Structural reform and god question belong together

According to theologian Magnus Striet, the Catholic Church must face the question of freedom and self-determination. "Longing for freedom and faith in God cannot be played off against each other," concludes Striet.

However, he said, the church still has "considerable difficulties in finding an appropriate relationship to the modern age of freedom. It constructs its identity through a tradition that it calls eternal and traces back to God Himself in the disputed points," writes the theologian in a guest article on on Wednesday.

At the moment, some are arguing for structural reforms in the church, while others are saying that Germany is facing a crisis of faith, says Striet. Those who call for structural reforms "quickly run the risk of being portrayed as theologically superficial". Questions of gender justice or questions of sexual orientation, however, are not purely structural ies, "but reach into the center of the faith in God".

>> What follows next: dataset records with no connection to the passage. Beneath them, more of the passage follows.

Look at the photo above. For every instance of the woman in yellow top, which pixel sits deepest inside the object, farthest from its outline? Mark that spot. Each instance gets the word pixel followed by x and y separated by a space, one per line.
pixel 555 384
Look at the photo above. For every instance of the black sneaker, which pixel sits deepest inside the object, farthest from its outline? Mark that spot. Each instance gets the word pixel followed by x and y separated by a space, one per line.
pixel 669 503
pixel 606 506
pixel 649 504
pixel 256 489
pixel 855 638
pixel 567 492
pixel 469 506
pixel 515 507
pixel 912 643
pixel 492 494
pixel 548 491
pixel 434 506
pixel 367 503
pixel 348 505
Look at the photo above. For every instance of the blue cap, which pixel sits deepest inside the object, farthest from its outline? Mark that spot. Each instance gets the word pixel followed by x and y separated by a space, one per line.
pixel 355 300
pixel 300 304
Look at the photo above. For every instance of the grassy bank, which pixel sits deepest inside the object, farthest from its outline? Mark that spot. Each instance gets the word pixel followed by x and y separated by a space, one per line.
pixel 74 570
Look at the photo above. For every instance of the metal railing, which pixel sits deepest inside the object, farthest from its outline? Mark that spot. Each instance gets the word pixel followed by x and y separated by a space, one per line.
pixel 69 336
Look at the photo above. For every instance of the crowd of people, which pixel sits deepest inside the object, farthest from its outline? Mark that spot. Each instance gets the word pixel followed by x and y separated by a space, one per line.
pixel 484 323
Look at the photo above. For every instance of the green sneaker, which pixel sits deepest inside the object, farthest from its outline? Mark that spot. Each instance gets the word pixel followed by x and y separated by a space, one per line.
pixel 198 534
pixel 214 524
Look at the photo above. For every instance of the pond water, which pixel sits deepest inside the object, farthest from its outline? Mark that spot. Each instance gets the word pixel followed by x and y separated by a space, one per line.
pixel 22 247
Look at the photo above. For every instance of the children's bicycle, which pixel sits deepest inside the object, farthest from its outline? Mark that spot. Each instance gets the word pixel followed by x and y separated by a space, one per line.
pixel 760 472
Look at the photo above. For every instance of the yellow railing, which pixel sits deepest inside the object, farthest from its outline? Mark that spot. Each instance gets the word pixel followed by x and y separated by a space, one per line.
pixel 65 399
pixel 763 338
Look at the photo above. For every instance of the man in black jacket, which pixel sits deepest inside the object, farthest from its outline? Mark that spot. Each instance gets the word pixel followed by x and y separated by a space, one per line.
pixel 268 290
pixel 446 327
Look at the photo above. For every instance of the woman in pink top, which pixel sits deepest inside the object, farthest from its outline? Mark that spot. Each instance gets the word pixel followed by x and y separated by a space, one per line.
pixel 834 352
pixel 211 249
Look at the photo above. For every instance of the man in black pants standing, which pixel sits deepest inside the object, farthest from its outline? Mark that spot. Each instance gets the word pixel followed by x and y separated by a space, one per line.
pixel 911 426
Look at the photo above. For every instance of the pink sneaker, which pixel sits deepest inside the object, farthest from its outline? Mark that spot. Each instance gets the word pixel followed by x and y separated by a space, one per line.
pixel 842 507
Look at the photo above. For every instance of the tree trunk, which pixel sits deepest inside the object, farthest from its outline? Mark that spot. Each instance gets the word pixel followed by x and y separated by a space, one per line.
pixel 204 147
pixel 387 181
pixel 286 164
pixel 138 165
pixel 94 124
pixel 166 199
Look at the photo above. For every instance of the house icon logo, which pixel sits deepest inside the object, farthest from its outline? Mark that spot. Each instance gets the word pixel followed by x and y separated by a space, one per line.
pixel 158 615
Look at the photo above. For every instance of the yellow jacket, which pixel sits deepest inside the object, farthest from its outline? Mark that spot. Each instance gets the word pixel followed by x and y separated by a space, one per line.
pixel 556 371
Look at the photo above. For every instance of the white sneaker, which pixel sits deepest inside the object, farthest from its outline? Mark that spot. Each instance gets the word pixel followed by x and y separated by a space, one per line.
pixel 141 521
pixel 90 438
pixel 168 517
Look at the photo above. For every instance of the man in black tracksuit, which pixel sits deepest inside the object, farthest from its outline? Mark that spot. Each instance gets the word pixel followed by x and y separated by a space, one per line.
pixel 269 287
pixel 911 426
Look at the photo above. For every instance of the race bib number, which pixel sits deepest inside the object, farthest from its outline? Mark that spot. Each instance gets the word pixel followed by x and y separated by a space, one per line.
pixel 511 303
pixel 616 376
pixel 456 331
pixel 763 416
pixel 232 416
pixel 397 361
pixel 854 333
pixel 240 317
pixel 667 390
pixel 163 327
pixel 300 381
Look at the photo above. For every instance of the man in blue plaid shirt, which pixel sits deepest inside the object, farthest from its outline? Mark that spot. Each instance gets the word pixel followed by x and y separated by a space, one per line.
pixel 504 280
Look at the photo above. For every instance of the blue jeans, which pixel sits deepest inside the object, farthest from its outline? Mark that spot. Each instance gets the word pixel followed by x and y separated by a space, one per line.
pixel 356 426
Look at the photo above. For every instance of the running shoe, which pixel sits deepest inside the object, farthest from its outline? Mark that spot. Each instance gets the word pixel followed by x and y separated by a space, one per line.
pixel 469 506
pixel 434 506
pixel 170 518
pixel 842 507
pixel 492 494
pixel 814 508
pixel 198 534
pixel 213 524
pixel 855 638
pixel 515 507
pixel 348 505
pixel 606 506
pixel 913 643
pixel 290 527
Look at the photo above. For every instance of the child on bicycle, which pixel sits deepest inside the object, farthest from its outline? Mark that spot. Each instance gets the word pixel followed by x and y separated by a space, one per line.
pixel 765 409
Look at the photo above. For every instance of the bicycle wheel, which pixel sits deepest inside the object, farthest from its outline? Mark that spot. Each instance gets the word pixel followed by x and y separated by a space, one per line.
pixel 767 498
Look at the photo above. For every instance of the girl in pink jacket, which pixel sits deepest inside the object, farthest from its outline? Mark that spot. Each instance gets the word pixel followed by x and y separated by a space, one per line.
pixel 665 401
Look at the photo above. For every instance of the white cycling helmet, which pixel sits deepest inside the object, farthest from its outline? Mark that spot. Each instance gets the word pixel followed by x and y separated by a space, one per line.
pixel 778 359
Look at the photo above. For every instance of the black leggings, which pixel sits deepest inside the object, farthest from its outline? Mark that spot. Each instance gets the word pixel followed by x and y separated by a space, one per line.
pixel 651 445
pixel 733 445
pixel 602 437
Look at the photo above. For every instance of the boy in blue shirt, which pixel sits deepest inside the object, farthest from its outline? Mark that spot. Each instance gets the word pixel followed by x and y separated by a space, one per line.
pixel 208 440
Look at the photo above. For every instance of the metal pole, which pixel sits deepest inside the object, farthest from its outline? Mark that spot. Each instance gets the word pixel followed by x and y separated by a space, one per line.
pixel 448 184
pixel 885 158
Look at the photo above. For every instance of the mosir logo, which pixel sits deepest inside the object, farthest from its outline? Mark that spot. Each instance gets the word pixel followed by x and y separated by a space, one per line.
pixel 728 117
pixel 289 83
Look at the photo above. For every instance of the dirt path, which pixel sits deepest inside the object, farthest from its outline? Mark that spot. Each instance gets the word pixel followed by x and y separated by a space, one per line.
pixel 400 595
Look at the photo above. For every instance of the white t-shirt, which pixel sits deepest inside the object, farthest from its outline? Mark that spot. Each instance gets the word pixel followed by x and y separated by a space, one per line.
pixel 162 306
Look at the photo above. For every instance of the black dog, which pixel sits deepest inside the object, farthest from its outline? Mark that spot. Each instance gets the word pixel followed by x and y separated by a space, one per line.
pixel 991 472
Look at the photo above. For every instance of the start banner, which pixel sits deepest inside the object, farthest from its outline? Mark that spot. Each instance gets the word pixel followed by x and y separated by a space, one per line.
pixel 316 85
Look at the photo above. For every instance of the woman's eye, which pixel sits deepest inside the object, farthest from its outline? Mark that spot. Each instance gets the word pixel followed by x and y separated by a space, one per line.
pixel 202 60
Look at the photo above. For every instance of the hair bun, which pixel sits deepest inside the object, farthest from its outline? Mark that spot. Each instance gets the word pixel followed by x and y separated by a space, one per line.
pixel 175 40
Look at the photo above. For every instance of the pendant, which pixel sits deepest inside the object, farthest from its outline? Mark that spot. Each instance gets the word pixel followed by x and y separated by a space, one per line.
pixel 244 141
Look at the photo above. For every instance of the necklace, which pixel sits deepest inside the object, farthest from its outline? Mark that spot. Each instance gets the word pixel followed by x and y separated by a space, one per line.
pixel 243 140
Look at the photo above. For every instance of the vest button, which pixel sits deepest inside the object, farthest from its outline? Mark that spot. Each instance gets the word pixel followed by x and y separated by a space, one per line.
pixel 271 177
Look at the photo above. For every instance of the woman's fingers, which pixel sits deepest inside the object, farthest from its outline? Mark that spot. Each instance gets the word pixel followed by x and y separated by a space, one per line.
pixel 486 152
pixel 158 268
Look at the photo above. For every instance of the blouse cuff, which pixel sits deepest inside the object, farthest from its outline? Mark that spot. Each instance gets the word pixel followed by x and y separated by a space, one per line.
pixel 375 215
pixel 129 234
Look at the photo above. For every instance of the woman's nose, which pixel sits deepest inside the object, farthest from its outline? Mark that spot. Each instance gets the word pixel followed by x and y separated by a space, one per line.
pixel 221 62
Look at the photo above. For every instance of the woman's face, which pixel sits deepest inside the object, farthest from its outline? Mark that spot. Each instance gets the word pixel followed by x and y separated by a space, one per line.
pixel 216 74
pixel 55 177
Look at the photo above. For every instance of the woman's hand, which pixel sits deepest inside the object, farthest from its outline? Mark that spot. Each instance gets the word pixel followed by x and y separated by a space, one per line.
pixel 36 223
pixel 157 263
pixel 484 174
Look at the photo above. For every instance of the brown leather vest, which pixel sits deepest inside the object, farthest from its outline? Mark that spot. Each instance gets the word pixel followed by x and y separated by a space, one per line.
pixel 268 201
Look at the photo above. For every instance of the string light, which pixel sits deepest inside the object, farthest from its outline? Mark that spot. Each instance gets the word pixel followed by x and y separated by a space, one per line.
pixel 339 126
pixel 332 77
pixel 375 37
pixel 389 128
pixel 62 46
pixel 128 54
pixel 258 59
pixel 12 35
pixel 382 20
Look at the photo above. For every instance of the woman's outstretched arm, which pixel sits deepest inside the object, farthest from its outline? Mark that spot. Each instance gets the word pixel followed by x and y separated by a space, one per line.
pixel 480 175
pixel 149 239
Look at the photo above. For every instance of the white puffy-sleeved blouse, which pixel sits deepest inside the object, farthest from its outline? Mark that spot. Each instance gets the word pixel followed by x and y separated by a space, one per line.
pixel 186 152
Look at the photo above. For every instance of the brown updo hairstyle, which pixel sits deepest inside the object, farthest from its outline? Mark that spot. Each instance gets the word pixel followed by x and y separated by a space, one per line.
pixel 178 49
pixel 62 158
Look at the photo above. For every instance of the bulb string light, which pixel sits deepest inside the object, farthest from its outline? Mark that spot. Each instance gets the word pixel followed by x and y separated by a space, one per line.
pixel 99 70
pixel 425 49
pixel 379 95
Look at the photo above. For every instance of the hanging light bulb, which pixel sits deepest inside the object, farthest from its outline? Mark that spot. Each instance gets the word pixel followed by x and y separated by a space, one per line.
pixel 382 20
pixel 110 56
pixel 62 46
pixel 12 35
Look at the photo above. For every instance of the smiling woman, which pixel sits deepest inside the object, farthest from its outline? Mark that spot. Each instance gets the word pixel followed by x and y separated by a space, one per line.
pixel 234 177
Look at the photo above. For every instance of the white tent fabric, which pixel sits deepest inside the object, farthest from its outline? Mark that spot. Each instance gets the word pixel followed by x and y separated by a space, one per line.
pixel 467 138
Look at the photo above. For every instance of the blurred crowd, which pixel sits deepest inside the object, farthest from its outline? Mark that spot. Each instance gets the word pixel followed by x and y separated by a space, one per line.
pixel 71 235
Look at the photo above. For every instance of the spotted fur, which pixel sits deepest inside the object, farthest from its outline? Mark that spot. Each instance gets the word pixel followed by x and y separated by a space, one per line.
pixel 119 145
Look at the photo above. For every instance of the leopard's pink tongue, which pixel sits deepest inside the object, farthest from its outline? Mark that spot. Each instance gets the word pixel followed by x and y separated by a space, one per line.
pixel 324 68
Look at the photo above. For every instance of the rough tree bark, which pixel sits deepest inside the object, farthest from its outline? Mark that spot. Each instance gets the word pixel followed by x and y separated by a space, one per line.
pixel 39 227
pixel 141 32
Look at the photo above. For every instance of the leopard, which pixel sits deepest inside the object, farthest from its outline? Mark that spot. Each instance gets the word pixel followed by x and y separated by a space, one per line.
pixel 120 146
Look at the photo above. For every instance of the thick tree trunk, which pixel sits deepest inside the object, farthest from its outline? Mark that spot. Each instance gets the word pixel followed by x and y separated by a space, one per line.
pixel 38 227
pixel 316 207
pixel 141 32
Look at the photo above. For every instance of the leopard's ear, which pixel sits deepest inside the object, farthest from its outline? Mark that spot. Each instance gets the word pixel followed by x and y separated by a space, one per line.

Structural reform and the question of God

In this respect, a separation between structural reforms and the question of God "simply misses the point," the scientist warns: The question of God "cannot be posed without the question of man.". Conversely, the question of God "must not remain without consequences for the structure of the church".

The church must take a stand on the question of "whether freedom – thought of as the right of self-determination – should be or not," Striet explains. In those regions of the world where "the idea of self-determination has become the normative yardstick – and: where there is a prevailing awareness that organizational contexts did not fall from the sky, it will remain uneasy if conditions are experienced as repressive and insufficient."

In this respect, there is a need to address the question of "how the God who is to become visible from the church thinks about freedom and dignity". Otherwise, the church is threatened with socio-political sideline, the theologian said. "But a positive decision then also has internal church consequences. And these must be pulled, if one does not want to become untrustworthy again."